Patent and Technology License Agreements
Mino-Lok® – LMB has a patent and technology license agreement with Novel Anti-Infective Therapeutics, Inc. (“NAT”) to develop and commercialize Mino-Lok on an exclusive, worldwide sub-licensable basis, as amended. Since May 2014, LMB has paid an annual maintenance fee, which began at $30,000 and has increased over five years to $90,000, where it will remain until the commencement of commercial sales of a product subject to the license. LMB will also pay annual royalties on net sales of licensed products, with a low double digit royalty rate (within a range of 10% to 15%). In limited circumstances in which the licensed product is not subject to a valid patent claim and a competitor is selling a competing product, the royalty rate is in the low- to mid-single digits (within a range of 2% to 7%). After a commercial sale is obtained, LMB must pay minimum aggregate annual royalties of $100,000 in the first commercial year which is prorated for a less than 12-month period, increasing $25,000 per year to a maximum of $150,000 annually. LMB must also pay NAT up to $1,100,000 upon achieving specified regulatory and sales milestones. Finally, LMB must pay NAT a specified percentage of payments received from any sub-licensees.

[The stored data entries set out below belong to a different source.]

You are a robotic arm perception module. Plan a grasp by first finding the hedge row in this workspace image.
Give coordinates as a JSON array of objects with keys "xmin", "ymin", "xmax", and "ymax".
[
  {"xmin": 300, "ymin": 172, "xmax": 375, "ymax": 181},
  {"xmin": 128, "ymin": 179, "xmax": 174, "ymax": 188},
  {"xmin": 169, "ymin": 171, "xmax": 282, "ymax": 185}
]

NoveCite – On October 6, 2020, our subsidiary NoveCite entered into a license agreement with Novellus Therapeutics Limited, whereby NoveCite acquired an exclusive, worldwide license, with the right to sublicense, to develop and commercialize a stem cell therapy based on Novellus’s patented technology for the treatment of acute pneumonitis of any etiology in which inflammation is a major agent in humans. Upon execution of the license agreement, NoveCite paid an upfront payment of $5,000,000 to Novellus and issued to Novellus shares of Novecite’s common stock representing 25% of NoveCite’s currently outstanding equity. We own the other 75% of NoveCite’s currently outstanding equity.
In July 2021, Novellus was acquired by Brooklyn ImmunoTherapeutics. Pursuant to this transaction, the NoveCite license was assumed by Brooklyn with all original terms and conditions. In October 2021, Brooklyn changed its name to Eterna Therapeutics Inc.

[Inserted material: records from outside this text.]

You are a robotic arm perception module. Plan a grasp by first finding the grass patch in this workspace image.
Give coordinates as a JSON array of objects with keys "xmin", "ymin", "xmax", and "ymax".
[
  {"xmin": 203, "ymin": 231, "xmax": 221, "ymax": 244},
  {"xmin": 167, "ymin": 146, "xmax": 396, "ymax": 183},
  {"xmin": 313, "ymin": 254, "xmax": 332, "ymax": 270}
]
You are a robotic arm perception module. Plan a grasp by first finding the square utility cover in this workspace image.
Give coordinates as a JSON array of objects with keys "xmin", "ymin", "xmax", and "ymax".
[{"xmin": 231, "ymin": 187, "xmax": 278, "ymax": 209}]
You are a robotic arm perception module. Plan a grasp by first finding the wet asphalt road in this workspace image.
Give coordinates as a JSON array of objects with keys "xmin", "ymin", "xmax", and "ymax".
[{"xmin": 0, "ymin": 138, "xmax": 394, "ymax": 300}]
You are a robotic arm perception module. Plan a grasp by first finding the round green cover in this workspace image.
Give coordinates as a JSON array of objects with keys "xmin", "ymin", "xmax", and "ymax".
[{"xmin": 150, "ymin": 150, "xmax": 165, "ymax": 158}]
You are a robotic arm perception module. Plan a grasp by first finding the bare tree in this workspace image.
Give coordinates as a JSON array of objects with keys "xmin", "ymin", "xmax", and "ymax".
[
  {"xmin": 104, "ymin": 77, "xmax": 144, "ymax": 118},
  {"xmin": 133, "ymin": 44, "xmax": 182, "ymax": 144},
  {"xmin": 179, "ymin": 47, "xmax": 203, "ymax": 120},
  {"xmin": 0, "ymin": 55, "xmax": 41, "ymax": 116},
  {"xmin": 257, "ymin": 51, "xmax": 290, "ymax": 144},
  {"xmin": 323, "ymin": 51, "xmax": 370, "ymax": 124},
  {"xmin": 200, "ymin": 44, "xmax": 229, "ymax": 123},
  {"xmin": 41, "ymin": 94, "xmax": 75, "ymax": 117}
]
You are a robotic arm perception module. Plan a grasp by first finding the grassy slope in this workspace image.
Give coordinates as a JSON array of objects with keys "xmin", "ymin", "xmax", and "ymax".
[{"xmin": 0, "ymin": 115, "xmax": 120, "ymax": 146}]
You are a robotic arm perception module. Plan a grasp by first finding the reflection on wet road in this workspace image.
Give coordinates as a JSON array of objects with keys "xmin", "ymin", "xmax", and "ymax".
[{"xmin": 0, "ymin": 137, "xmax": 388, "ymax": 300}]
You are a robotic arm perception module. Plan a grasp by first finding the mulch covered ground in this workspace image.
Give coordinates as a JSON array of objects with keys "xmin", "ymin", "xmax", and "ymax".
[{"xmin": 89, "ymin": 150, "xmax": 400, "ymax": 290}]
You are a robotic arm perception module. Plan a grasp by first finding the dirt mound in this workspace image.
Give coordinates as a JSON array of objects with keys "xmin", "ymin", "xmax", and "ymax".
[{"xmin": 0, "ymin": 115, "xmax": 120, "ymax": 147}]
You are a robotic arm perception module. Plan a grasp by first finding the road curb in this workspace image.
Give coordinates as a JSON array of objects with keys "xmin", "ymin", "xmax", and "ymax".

As part of the Novellus and Brooklyn merger transaction, the 25% non-dilutive position per the subscription agreement between Novellus and NoveCite was removed.
Under the license agreement, NoveCite is obligated to pay Eterna up to an aggregate of $51,000,000 in regulatory and developmental milestone payments. NoveCite also must pay a royalty equal to a mid-teens percentage of net sales, commencing upon the first commercial sale of a licensed product. This royalty is subject to downward adjustment on a product-by-product and country-by-country basis to a mid-single digit percentage (within a range of 4% to 8%) of net sales in any country in the event of the expiration of the last valid patent claim or if no valid patent claim exists in that country. The royalty will end on the earlier of (i) date on which a biosimilar product is first marketed, sold, or distributed by Eterna or any third party in the applicable country or (ii) the 10-year anniversary of the date of expiration of the last-to-expire valid patent claim in that country. In the case of a country where no licensed patent ever exists, the royalty will end on the later of (i) the date of expiry of such licensed product’s regulatory exclusivity and (ii) the 10-year anniversary of the date of the first commercial sale of the licensed product in the applicable country. In addition, NoveCite will pay to Eterna an amount equal to a mid-twenties percentage of any sublicensee fees it receives.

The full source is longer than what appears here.